With no respite for charges in sight, the industry is searching for authorities intervention to rein within the spiralling fees by implementing measures such as transient suspension of cotton futures trades on exchanges.
“At this charge, Indian cotton is now costliest inside the international. This causes value burden for millers and the ginners too. We consider limiting cotton futures at the least for a month’s time, will ease out the charge rise. And once the costs stabilise and start sinking, we are able to see extra arrivals inside the markets,” said J Thulasidharan, President, Indian Cotton Federation (ICF). According to the exchange sources, for the primary 3 months of the cotton marketing yr 2021-22, about forty according to cent of the projected 360.13 lakh bales of crop has arrived in the market. The last stock is said to be with the farmers who are looking forward to raw cotton (Kapas) expenses to in addition cross up from its contemporary levels of ₹10,010 a quintal in Rajkot markets in advance this week.
Leading textile player, TT Limited’s Chairman, Rikhab C Jain on Wednesday wrote a letter to the Prime Minister Narendra Modi seeking his intervention to initiate measures to reduce the charge upward thrust. In his letter, Jain has mentioned that the cotton prices have been sky-rocketing regardless of “unparalleled great damage-free crop”.
He alleged that the rate hike is in most cases because of the speculative trades by means of multi-country wide agencies, retaining the shares, and Indian speculators indulging into cash-making at the fee of textile industry. “Government needs to take instantaneous motion.

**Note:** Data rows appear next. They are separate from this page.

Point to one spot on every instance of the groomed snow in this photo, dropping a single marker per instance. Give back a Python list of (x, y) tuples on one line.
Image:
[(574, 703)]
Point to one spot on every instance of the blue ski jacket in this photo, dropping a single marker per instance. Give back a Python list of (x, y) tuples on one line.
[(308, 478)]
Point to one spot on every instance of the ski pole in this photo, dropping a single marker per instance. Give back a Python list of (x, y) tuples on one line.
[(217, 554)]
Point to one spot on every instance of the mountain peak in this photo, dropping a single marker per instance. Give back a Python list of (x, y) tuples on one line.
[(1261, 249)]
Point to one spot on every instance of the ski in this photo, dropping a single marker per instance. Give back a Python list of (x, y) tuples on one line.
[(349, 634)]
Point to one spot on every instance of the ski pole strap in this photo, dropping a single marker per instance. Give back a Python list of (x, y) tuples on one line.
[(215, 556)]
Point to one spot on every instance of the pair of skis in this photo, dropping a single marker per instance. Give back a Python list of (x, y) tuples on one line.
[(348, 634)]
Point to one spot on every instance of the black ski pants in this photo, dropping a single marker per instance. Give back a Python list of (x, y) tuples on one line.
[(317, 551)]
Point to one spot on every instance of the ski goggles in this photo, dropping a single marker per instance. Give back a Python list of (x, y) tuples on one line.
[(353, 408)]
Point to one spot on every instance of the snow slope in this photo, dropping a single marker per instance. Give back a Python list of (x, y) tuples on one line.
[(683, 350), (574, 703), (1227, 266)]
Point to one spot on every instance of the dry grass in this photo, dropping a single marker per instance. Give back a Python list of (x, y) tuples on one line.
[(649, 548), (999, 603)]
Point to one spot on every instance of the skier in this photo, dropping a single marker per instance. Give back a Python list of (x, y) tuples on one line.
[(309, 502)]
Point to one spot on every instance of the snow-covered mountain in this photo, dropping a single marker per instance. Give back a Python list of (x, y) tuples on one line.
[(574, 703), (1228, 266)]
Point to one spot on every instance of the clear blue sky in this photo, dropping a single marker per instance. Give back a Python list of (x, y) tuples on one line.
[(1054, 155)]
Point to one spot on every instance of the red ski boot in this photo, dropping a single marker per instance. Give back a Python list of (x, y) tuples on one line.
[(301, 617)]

O therwise, powerloom area, hosiery sector and clothing industry is about to come to a grinding halt,” he said asking for the Prime Minister for immediate movement to forestall hedging and buying and selling of kapas by way of speculators on commodity exchanges which includes Multi Commodity Exchange and New York Cotton Exchange (NYCE).
Notably, this call for for regulations on cotton futures trading comes after Tirupur Exporters’ Association raised their call for earlier this week for removal of eleven in line with cent import obligation on cotton.